I didn't test this, but why wouldn't an upper bound work?
def foo[T <: String](s: List[T]) { println("Strings: " + s) }
def foo[T <: Int](i: List[T]) { println("Ints: " + i) }
Does the erasure translation to change from foo( List[Any] s ) twice, to foo( List[String] s ) and foo( List[Int] i ):
http://www.angelikalanger.com/GenericsFAQ/FAQSections/TechnicalDetails.html#FAQ108
I think I read that in version 2.8, the upper bounds are now encoded that way, instead of always an Any.
To overload on covariant types, use an invariant bound (is there such a syntax in Scala?...ah I think there isn't, but take the following as conceptual addendum to the main solution above):
def foo[T : String](s: List[T]) { println("Strings: " + s) }
def foo[T : String2](s: List[T]) { println("String2s: " + s) }
then I presume the implicit casting is eliminated in the erased version of the code.
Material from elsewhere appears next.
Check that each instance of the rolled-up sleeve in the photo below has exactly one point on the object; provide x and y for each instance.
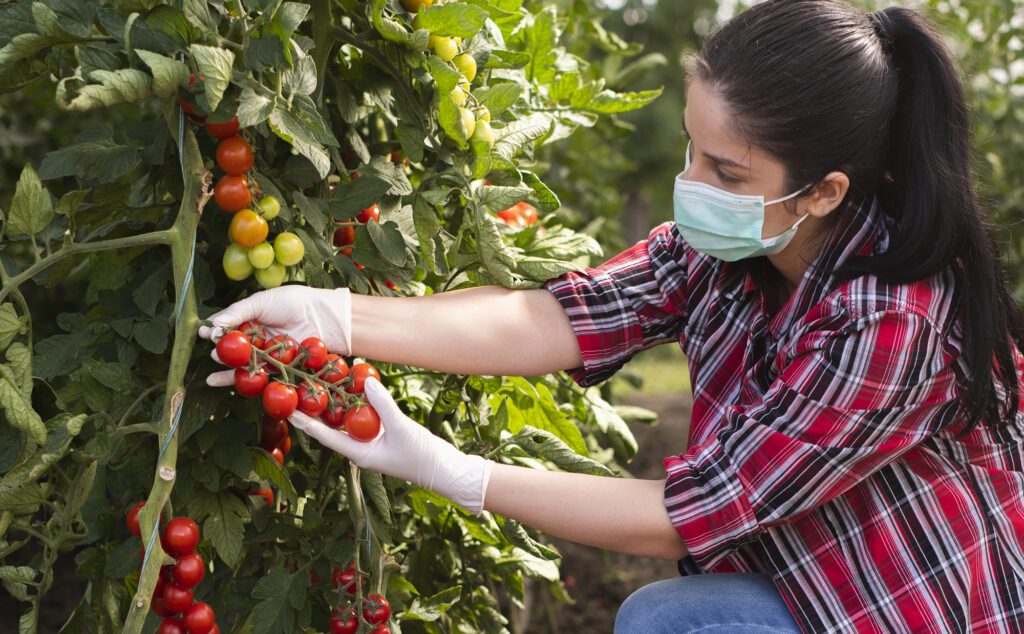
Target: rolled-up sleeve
(846, 404)
(632, 302)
UPDATE: The problem is that JVM erases more type information on method signatures than is "necessary". I provided a link. It erases type variables from type constructors, even the concrete bound of those type variables. There is a conceptual distinction, because there is no conceptual non-reified advantage to erasing the function's type bound, as it is known at compile-time and does not vary with any instance of the generic, and it is necessary for callers to not call the function with types that do not conform to the type bound, so how can the JVM enforce the type bound if it is erased? Well one link says the type bound is retained in metadata which compilers are supposed to access. And this explains why using type bounds doesn't enable overloading. It also means that JVM is a wide open security hole since type bounded methods can be called without type bounds (yikes!), so excuse me for assuming the JVM designers wouldn't do such an insecure thing.
At the time I wrote this, I didn't understand that stackoverflow was a system of rating people by quality of answers like some competition over reputation. I thought it was a place to share information. At the time I wrote this, I was comparing reified and non-reified from a conceptual level (comparing many different languages), and so in my mind it didn't make any sense to erase the type bound.